Just like a perfect storm, the Tunisian beach attack was perfect terrorism.
The essence of terrorism is that it is war-conducted, not against an enemy but against innocent by-standers whose destruction robs everybody of a sense of safety, of security, of living in a world that can be relied on to be reasonably predictable.
The world has tried to make order out of chaos - chaos being the method and objective of terrorism - by a focus on historic locations.
If 9/11 attracted international attention and fear by the use of passenger planes as weapons, the logical response was to beef up security at airports. The end result has been to change, for ever, the experience of air travel.
The law-abiding air traveller has been relentlessly re-trained. Everything liquid into tiny bottles. Boots off. Belt off. Computer into the plastic tray. And the traveller, walking through X-ray and other scanners, developed the reflex: they're ready to stand, arms out, crucifix-style, to be frisked if they fail the electronic examination.
We are like the drunk looking for his dropped car keys under a lamp-post because the light is better there, even though the keys fell somewhere else. Once our attention, our money and our systems are concentrated on airports, terrorists move to another location.
The location in last Friday's case was a beach, because holidaymakers on a beach have their guard down. They are unprotected. They are so sun-sodden and slowed by the sound of the waves in the distance that a killer toting a machine gun and caring nothing about his victims' ages, gender or country of origin can march unchallenged towards his death-dealing task.
Transforming a picture of contentment into a bloody screaming horror can be achieved by one armed man. Those who can, run, calling out warnings, barricading themselves in hotel bathrooms. But at the same time they engage in collusion with the terrorist.
Fifteen years ago, it took time and mainstream media to alert other countries and other people to an attack. Now witnesses use their phones to capture pictures of the killer and beam them around the world, putting him centre-stage, quickly followed by the photos of towels pulled up over the faces of the death.
Social media transmits precisely what the terrorist wants transmitted, creating precisely the effect sought. Unmediated, unedited in its horror, the message is clear: nobody is safe. Dead or alive, people who hate what has happened become the tools of its wider promulgation.
In addition to the pictures come the verbal details telling of a decapitated employer whose head is displayed in a public place with messages written on the forehead in indelible marker.
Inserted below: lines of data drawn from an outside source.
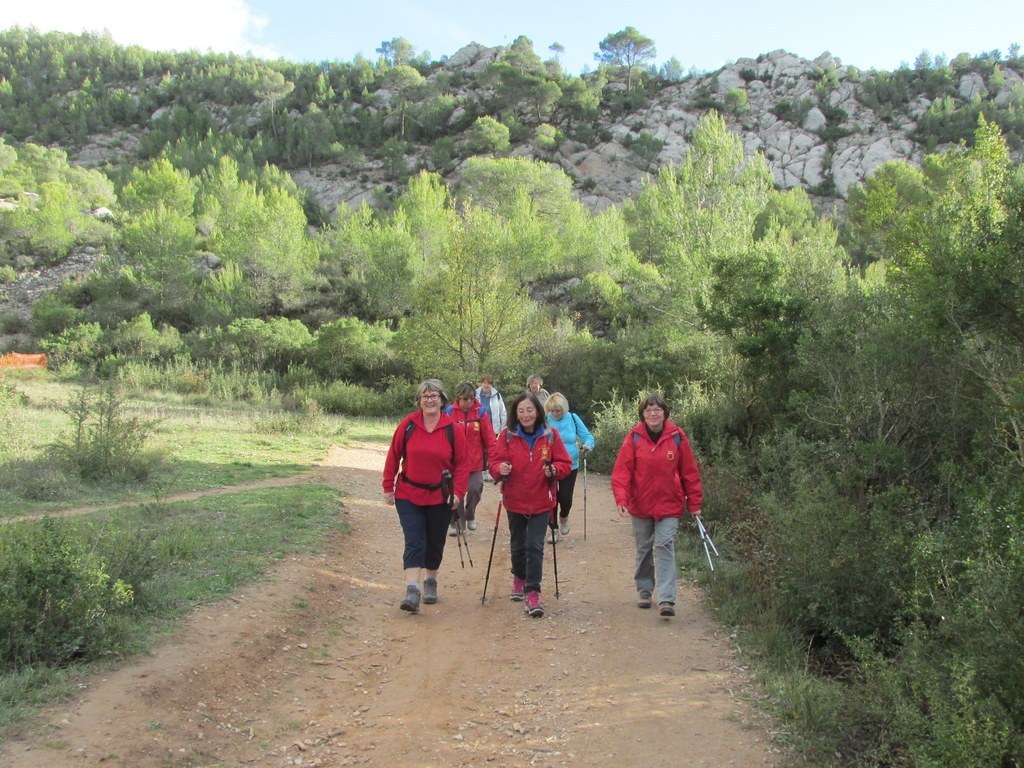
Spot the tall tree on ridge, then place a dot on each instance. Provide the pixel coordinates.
(627, 49)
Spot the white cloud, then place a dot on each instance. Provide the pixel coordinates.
(181, 25)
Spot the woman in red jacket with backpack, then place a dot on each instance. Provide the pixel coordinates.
(474, 420)
(529, 459)
(425, 477)
(655, 477)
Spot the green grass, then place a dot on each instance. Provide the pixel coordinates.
(201, 552)
(176, 555)
(201, 448)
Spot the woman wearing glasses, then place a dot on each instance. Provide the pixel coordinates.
(425, 477)
(655, 477)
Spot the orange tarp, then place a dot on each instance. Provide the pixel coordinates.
(16, 359)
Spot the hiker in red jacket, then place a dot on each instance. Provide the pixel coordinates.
(655, 477)
(475, 423)
(425, 477)
(529, 458)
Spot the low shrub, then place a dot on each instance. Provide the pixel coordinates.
(104, 441)
(58, 602)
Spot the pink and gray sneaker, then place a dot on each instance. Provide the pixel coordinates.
(518, 589)
(534, 607)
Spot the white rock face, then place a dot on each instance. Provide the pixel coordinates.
(837, 142)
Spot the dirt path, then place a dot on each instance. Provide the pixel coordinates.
(317, 667)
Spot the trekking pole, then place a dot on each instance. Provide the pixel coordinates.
(491, 557)
(462, 535)
(553, 524)
(706, 540)
(458, 538)
(585, 495)
(446, 493)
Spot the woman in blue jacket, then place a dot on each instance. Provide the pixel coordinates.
(577, 438)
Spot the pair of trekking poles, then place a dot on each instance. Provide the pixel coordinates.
(552, 524)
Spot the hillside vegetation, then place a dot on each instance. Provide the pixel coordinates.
(852, 386)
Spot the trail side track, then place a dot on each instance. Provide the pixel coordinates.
(317, 666)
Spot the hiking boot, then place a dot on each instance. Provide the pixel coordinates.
(534, 607)
(412, 601)
(518, 589)
(429, 591)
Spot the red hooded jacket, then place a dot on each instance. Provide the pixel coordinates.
(422, 459)
(527, 491)
(659, 479)
(479, 433)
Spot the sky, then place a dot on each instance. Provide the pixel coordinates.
(702, 36)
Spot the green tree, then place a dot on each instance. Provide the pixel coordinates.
(263, 233)
(403, 81)
(396, 51)
(159, 248)
(470, 316)
(160, 184)
(487, 136)
(628, 50)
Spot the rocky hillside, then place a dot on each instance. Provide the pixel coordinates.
(821, 125)
(348, 131)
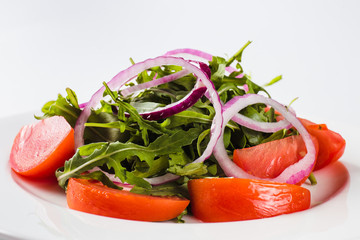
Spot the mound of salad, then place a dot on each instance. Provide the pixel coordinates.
(182, 133)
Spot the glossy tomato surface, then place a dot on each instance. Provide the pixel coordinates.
(40, 148)
(93, 197)
(268, 160)
(331, 144)
(234, 199)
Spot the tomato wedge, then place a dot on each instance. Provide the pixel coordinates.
(235, 199)
(268, 160)
(331, 144)
(40, 148)
(93, 197)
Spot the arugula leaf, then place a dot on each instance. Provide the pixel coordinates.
(61, 107)
(112, 154)
(100, 176)
(238, 55)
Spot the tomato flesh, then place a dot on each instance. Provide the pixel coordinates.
(93, 197)
(269, 159)
(40, 148)
(234, 199)
(331, 144)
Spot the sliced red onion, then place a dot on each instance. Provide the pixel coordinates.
(267, 127)
(154, 82)
(189, 100)
(194, 54)
(126, 75)
(294, 173)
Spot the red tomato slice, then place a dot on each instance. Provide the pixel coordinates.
(40, 148)
(235, 199)
(331, 144)
(93, 197)
(269, 159)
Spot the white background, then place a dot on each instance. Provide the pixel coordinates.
(46, 46)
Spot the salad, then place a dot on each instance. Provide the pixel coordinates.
(182, 133)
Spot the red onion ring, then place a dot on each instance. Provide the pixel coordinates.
(190, 99)
(205, 57)
(124, 76)
(294, 173)
(154, 82)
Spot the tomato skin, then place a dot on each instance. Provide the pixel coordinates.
(235, 199)
(93, 197)
(331, 144)
(40, 148)
(268, 160)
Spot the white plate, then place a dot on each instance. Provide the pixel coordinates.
(37, 209)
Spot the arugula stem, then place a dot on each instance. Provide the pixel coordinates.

In medieval times, the heads of those executed were placed on poles, as a lesson, where everybody could see them for months. That has now been updated with text and the capacity to share worldwide.
Terrorism seeks to use the fear engendered by spectacular attacks to shape policy. Within hours, we in Ireland know when one of our own - or more than one - has been mown down. We are speedily inundated with information about which we can do nothing, which, in itself, is part of the perfection of the crime.
We are developing a learned helplessness, a shrugging impotence born of the knowledge that if someone decides to pump bullets into holidaymakers at a beach, none of the normal responses or methods of prevention apply. The pictures repeat themselves from dozens of sources like a fairground hall of horror mirrors, and we blink at the blood on the sand.
Thereafter, we do what humans do when faced with repeated meaningless cruelty - we disengage.
We develop an extra self-protective skin. We talk and talk and talk - and then we forget.
It's all we can do - and that's why the Tunisian attack was perfect terrorism.